Rb. Maastricht, 11-07-2008, nr. AWB 07 / 683 WOB
ECLI:NL:RBMAA:2008:BD7267
- Instantie
Rechtbank Maastricht
- Datum
11-07-2008
- Zaaknummer
AWB 07 / 683 WOB
- LJN
BD7267
- Vakgebied(en)
Bestuursrecht algemeen (V)
- Brondocumenten en formele relaties
ECLI:NL:RBMAA:2008:BD7267, Uitspraak, Rechtbank Maastricht, 11‑07‑2008; (Eerste aanleg - meervoudig)

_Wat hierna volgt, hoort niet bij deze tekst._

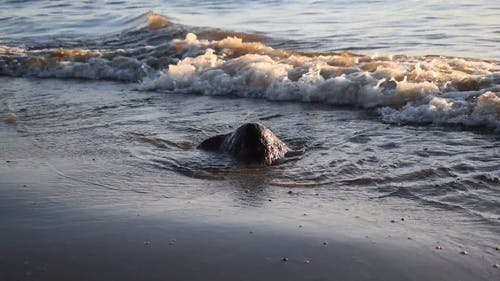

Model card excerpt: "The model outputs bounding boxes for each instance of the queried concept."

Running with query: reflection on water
[0,0,500,59]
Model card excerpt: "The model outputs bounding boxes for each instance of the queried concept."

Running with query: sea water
[0,0,500,270]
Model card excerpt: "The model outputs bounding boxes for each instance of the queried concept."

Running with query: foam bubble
[0,28,500,127]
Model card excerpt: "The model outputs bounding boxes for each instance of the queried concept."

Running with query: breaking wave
[0,14,500,131]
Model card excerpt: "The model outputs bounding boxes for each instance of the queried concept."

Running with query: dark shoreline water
[0,1,500,281]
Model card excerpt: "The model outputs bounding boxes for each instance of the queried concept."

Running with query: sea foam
[0,21,500,129]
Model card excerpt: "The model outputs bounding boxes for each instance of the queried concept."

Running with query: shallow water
[0,0,500,60]
[0,1,500,272]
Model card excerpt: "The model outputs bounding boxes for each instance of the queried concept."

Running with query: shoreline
[0,162,500,281]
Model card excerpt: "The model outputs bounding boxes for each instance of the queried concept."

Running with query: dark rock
[198,123,289,165]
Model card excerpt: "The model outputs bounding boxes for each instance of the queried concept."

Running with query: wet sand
[0,160,500,281]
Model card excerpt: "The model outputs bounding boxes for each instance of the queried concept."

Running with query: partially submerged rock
[198,123,289,165]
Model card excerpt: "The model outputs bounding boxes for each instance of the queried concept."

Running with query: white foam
[0,33,500,128]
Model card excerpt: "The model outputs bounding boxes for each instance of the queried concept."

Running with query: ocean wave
[0,14,500,130]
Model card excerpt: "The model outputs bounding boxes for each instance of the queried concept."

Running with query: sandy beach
[0,153,500,281]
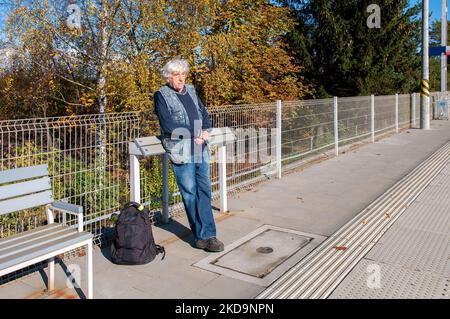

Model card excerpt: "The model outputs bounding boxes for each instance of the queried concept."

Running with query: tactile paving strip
[329,259,450,299]
[366,227,450,277]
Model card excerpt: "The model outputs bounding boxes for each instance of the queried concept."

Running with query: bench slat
[0,190,53,215]
[0,164,48,184]
[0,176,52,201]
[0,224,68,252]
[0,223,62,249]
[0,228,77,260]
[0,232,93,274]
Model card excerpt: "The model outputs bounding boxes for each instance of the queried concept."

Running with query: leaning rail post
[333,96,339,156]
[129,127,236,223]
[395,93,398,133]
[276,100,281,179]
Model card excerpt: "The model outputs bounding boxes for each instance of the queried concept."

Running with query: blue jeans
[172,148,216,240]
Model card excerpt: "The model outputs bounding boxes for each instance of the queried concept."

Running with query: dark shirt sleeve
[198,98,212,130]
[153,92,189,134]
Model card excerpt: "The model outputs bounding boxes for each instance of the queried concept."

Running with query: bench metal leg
[48,258,55,291]
[87,241,94,299]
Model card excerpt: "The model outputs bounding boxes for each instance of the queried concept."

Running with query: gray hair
[161,58,189,81]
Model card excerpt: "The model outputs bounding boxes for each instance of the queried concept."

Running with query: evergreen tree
[430,20,450,91]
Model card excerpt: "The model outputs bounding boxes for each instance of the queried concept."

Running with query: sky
[0,0,450,42]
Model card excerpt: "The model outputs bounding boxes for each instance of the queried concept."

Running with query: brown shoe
[195,239,208,249]
[205,237,224,253]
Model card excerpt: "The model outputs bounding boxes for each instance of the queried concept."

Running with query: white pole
[370,94,375,143]
[130,155,141,203]
[420,0,430,130]
[87,241,94,299]
[217,145,228,213]
[395,93,398,133]
[441,0,447,93]
[276,100,281,179]
[334,96,339,156]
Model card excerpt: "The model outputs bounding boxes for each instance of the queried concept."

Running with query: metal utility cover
[195,225,325,286]
[213,229,312,278]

Hoger beroep: ECLI:NL:RVS:2009:BJ2607
Uitspraak 11‑07‑2008
Inhoudsindicatie
De stichting “Stichting Waarborgfonds Kinderopvang” is geen bestuursorgaan in de zin van artikel 1:1, eerste lid, van de Awb. De rechtbank ziet zich in het kader van een verzoek om informatie op grond van de Wet openbaarheid van bestuur gesteld voor de vraag of de stichting “Stichting Waarborgfonds Kinderopvang” geduid kan worden als een bestuursorgaan als bedoeld in artikel 1:1, eerste lid, van de Awb. Niet is geschil is, en ook de rechtbank is van oordeel, dat de stichting niet aangemerkt kan worden als een bestuursorgaan in de zin van artikel 1:1, eerste lid, aanhef en onder a, van de Awb. Voor het antwoord op de vraag of de stichting geduid kan worden als een bestuursorgaan als bedoeld in artikel 1:1, eerste lid, aanhef en onder b, van de Awb, is van belang of aan de stichting een of meer overheidstaken zijn opgedragen en de daarvoor benodigde publiekrechtelijke bevoegdheden zijn toegekend. Blijkens de statuten heeft de minister geen invloed op de benoeming en samenstelling van de raad van bestuur en de raad van toezicht. Uit de statuten, het borgstellingreglement en het verhandelde ter zitting blijkt dat de minister evenmin invloed heeft op de wijze waarop en aan wie de stichting in individuele gevallen een borgstelling verleent. Gelet hierop blijkt niet van nauwe betrokkenheid van de minister bij de uitvoering van de door de stichting te verrichten taken. Gelet hierop is de rechtbank van oordeel dat de stichting niet als een bestuursorgaan in de zin van artikel 1:1, eerste lid, aanhef en onder b, van de Awb, kan worden aangemerkt. Het gegeven dat de minster voorafgaande goedkeuring dient te verlenen aan een wijziging van de statuten, borgstellingreglement en het beleggingsstatuut maakt dit niet anders, nu dit naar het oordeel van de rechtbank ziet op de algemene subsidieverhouding tussen de stichting en de minister ter controle of de subsidiegelden daadwerkelijk overeenkomstig de subsidiedoelstellingen worden verleend.
Partij(en)
RECHTBANK MAASTRICHT
Sector Bestuursrecht
Procedurenummer: AWB 07 / 683 WOB
Uitspraak van de meervoudige kamer voor bestuursrechtelijke zaken
In het geschil tussen
[eiseres]
gevestigd te Heerlen, eiseres,
en
De stichting “Stichting Waarborgfonds Kinderopvang”,
gevestigd te Eindhoven, verweerster
Datum bestreden besluit: 29 maart 2007
Kenmerk: 06-12-472 / JR / PR
1. Procesverloop
Bij brief van 10 mei 2007 heeft eiseres beroep ingesteld tegen het in de aanhef van deze uitspraak, hieronder nader te duiden, besluit van 29 maart 2007.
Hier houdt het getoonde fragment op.